Bien sûr, face à l'avalanche de nouvelles alarmistes, nous adoptons des comportements précautionneux, qui eux-mêmes accentuent la crise à court terme. C'est particulièrement net sur le marché de l'automobile, où face aux incertitudes les décisions d'achats sont reportées et où les ventes de voitures s'effondrent d'un seul coup, avec un effet d'annonce catastrophique. Mais il faut se garder d'extrapoler un tel effondrement, pour partie cyclique. Le phénomène va se corriger avec le temps, même s'il est probable que l'on ne retrouvera pas les records de ventes de ces dernières années.

Dans les mois qui viennent, les consommateurs prendront aussi conscience que leurs revenus n'ont pas chuté autant qu'ils le craignaient. Ils renoueront progressivement avec la consommation et permettront à la machine économique de retrouver un équilibre tenable dans la durée, même s'il se situe à un niveau inférieur à celui qui prévalait avant la crise.

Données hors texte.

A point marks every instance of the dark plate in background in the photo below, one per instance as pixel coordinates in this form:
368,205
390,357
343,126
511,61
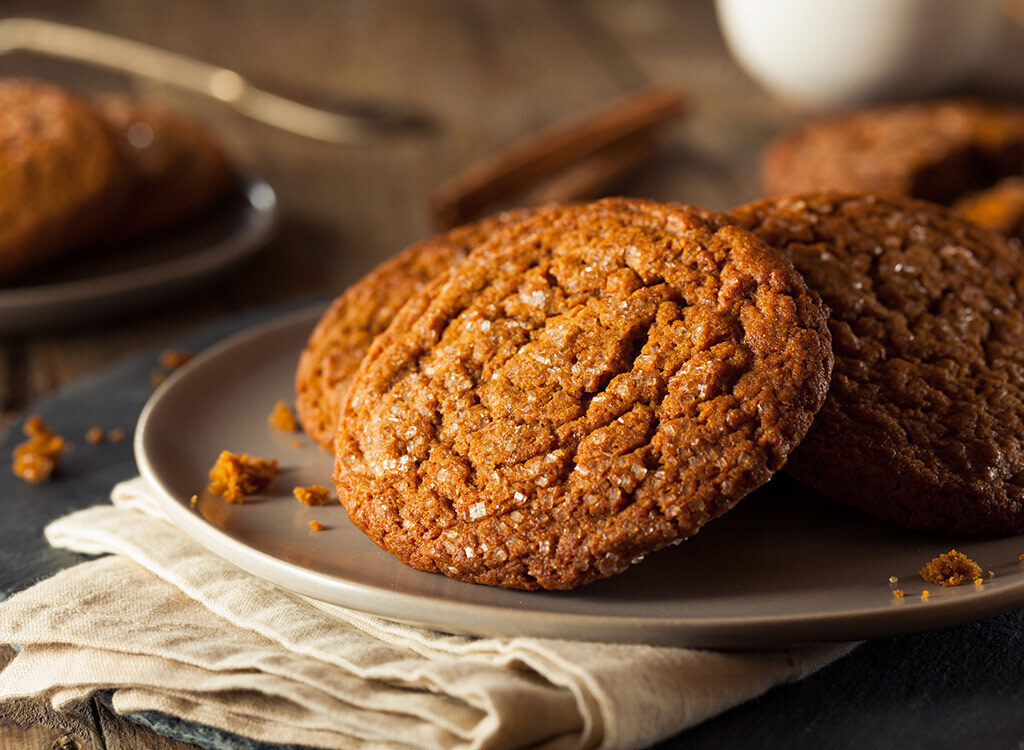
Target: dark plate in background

Le secteur bancaire et financier lui aussi devrait entrer bientôt en convalescence. Il a certes frôlé la rupture d'anévrisme au moment de la chute de Lehman Brothers, mais tout le monde a depuis compris qu'il fallait à tout prix éviter le risque systémique que provoquerait une grande faillite bancaire. Il n'y aura pas d'autre Lehman. Les gouvernements feront tout pour assurer la continuité des activités des grands établissements bancaires nationaux et internationaux, y compris par voie de nationalisations, s'il le faut, comme cela a déjà été le cas dans certains pays.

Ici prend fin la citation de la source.